Senate Bill 5 officially makes Ohio ballot as Kasich’s numbers fall
It’s official: the rights-stripping, anti-working families, extreme Senate Bill 5 will be put before Ohio voters for a Citizen Veto in November:
Ohio voters will have the chance this November to decide whether the state’s contentious new collective bargaining law should be repealed.
The state’s elections chief said Thursday that opponents had gathered enough valid signatures to put the question before voters. The measure is now suspended from taking effect until voters have their say.
Secretary of State John Husted certified 915,456 valid signatures, out of the 231,147 that were needed. Not only that, but these signatures came from every corner of the state:
As part of the total number of signatures needed to place the measure on the ballot, petitioners also needed to collect signatures from at least 44 of Ohio’s 88 counties, and within each of those counties, to collect enough signatures equal to three percent of the total vote cast for governor in the most recent gubernatorial election, 2010. Senate Bill 5 petitioners met this requirement in all 88 counties.
Meanwhile, Governor John Kasich is pulling ahead in the contest to be the nation’s least popular statewide executive. A new poll from Quinnipiac shows that 50 percent of Ohioans disapprove of Kasich’s performance has governor, while a measly 35 percent approve. This is down from a 49-38 spread in May 2011, and it isn’t just traditional Democrats who are turning against him:
Kasich’s job performance gets a 66 – 19 percent approval from Republicans, but disapproval is 76 – 12 percent among Democrats and 48 – 34 percent among independent voters. The depth of his problem is evidenced by his split 43 – 42 percent rating among white evangelical Christians, typically a very pro-Republican group.
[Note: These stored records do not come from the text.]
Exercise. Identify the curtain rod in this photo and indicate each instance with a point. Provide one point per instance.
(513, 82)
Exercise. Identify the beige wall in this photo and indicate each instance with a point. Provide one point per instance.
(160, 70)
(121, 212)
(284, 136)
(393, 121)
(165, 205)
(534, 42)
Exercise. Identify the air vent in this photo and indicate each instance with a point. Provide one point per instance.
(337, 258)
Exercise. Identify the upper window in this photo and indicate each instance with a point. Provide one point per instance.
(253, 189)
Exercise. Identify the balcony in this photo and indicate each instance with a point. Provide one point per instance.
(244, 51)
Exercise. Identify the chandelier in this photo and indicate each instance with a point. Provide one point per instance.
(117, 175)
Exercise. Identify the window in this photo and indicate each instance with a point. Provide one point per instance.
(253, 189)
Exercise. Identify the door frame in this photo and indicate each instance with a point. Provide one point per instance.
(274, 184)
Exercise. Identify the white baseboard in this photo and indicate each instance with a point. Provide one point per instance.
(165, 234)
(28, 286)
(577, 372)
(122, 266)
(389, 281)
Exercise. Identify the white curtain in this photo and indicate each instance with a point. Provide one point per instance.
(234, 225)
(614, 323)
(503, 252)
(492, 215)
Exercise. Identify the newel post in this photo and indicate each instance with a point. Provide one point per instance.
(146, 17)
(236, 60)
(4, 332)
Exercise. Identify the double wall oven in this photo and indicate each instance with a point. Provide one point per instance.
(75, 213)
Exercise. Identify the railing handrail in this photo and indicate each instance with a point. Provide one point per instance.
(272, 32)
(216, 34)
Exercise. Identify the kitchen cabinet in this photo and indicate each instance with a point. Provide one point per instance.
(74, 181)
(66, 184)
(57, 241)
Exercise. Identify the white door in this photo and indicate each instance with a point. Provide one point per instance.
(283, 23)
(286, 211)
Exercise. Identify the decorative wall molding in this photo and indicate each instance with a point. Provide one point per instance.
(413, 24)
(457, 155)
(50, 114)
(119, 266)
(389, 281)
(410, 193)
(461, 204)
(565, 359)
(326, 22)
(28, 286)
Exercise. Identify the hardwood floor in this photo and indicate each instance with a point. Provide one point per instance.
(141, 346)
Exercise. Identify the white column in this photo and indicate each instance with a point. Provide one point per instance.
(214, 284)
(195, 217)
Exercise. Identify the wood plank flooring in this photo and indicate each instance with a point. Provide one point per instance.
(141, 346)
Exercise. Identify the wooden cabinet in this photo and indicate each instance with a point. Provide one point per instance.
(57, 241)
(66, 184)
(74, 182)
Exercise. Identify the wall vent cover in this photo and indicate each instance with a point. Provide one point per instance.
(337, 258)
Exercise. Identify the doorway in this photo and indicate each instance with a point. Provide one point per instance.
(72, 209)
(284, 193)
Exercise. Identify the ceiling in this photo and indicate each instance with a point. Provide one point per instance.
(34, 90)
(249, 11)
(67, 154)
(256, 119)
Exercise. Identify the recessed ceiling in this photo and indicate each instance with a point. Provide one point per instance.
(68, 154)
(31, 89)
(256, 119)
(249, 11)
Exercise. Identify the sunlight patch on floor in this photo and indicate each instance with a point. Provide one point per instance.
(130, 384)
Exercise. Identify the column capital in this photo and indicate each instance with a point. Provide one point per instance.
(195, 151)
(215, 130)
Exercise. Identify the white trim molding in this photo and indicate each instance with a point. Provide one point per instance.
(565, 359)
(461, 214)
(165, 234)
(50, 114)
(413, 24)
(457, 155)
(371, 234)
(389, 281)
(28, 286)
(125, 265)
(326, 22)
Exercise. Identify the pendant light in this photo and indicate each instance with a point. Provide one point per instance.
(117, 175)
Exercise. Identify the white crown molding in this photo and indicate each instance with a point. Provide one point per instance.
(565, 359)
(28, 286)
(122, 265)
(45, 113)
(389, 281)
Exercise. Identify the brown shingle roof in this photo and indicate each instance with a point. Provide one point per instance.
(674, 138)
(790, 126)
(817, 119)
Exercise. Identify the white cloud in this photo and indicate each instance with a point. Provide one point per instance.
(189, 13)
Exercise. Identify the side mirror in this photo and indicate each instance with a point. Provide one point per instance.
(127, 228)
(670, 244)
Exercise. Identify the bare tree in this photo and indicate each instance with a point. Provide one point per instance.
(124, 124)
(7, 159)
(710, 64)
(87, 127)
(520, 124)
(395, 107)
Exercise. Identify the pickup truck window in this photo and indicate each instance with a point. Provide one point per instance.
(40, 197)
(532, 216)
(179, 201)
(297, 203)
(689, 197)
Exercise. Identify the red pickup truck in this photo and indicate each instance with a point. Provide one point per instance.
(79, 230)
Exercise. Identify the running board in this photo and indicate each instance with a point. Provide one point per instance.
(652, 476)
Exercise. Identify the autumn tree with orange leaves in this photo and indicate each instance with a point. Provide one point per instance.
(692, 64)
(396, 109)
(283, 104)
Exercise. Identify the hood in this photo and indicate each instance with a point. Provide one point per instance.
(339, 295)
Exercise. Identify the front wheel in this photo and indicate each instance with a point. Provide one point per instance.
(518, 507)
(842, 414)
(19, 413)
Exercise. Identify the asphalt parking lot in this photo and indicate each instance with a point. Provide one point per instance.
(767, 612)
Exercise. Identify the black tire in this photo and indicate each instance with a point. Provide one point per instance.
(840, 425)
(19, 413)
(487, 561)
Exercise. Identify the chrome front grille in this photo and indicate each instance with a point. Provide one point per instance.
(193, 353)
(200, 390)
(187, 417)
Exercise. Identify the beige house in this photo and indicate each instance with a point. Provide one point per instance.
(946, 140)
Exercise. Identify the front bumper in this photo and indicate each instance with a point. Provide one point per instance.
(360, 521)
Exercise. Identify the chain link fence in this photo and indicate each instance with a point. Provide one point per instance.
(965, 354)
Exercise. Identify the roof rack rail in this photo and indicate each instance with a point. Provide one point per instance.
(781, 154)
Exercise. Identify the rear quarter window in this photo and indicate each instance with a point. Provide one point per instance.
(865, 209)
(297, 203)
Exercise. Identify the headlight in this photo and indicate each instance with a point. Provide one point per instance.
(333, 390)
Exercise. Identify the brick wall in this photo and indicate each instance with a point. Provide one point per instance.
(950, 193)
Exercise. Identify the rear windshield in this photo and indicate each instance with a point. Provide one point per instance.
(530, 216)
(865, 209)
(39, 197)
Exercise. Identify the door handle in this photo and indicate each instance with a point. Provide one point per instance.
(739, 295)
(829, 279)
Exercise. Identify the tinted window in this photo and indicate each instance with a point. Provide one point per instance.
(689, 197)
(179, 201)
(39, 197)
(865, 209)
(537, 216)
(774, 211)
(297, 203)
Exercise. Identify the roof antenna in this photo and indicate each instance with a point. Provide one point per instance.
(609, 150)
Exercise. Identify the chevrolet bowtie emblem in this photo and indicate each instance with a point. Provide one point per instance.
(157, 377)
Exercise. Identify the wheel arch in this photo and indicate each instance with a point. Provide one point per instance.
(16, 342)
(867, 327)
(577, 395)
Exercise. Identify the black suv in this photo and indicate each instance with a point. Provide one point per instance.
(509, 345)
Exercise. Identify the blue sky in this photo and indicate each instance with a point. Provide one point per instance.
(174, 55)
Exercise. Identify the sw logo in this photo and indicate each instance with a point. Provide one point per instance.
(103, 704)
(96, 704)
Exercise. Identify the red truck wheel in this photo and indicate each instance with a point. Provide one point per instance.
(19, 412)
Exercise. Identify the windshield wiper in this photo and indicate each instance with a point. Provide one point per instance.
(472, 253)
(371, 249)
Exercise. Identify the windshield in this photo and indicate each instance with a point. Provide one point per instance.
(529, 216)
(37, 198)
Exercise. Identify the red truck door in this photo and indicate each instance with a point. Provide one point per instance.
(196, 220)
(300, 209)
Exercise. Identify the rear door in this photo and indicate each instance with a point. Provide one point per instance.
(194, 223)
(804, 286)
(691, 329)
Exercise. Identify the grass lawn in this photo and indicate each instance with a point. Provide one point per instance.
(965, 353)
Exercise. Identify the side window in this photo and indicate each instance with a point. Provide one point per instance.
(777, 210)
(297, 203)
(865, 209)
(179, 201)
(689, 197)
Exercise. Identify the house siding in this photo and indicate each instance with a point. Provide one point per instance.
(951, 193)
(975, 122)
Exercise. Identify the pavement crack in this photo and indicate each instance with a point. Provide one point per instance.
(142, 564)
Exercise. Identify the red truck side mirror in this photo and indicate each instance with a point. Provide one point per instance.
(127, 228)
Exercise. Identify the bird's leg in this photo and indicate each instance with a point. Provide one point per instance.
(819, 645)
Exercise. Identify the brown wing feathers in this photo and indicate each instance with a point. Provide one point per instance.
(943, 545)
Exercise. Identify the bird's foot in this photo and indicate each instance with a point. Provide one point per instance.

As for his signature legislative achievement, voters oppose Senate Bill 5 56 percent to 32 percent. That sentiment showed up very clearly when We Are Ohio announced that they had gathered 1.3 million signatures to repeal SB 5 – that’s roughly six times the margin Kasich won by in the 2010 election.
Purely based on the numbers, things are looking up for Ohio working families, but not so good for Kasich and his corporate, radical allies.